Smartly packaged, the recent issue of Masik Basumati has the looks and content which will make a passerby give it a second glance at the news stand and buy it. With a century of tradition energised by a 21st century vim and vigour, this state government publication is far from being an official handout. This issue in keeping with its connection with Sri Ramakrishna starts with a write-up on the troubles and trials Swami Vivekananda had to face before his Chicago address made his name boom across the New World. As the state passes through times which cannot be called smooth, some lessons of not succumbing to problems which appear to be overwhelming can be drawn from this contribution of Swami Chidrupananda. The write-up on Rio Olympics comes as a pleasant surprise.

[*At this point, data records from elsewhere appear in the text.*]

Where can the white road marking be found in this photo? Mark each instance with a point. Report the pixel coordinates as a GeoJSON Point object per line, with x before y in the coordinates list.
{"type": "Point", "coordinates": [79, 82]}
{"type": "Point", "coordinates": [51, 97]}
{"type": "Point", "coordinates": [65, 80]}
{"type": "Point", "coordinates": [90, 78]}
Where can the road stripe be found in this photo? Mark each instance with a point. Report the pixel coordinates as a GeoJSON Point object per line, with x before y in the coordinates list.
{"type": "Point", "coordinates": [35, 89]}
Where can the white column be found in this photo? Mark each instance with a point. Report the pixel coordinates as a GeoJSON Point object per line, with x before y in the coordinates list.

The Bengali translation of the comic strip Le Secret De Esparadon by Edward P Jacobs is a clear pointer that those running this magazine now have come up with a perfect combination of tradition and modernity. Khajuraho Sundari, a serialised novel by Himadrikishor Dasgupta together with a novelette, Surer Pakhi Ebong by Sujit Dasgupta and a short story Mrinmoyee by Anirudha Raha helps retain the magazine’s literary character. The write-ups on puppets by Namita Mullik and a travelogue on Chota Mangora adds to the variety of the publication. The piece on the author Mamlukul Fatema Khanam and a comic strip on Alaler Gharer Dulal may be as different from each other as chalk and cheese, but certainly adds to the magazine’s literary value. One would have expected an eulogy on Mahasweta Devi given her proximity to the present dispensation. But Anil Acharya’s writeup on the author who is no more is a balanced evaluation of a woman writer who called spade by no other name and was never reluctant to stand up be counted for a cause she believed in.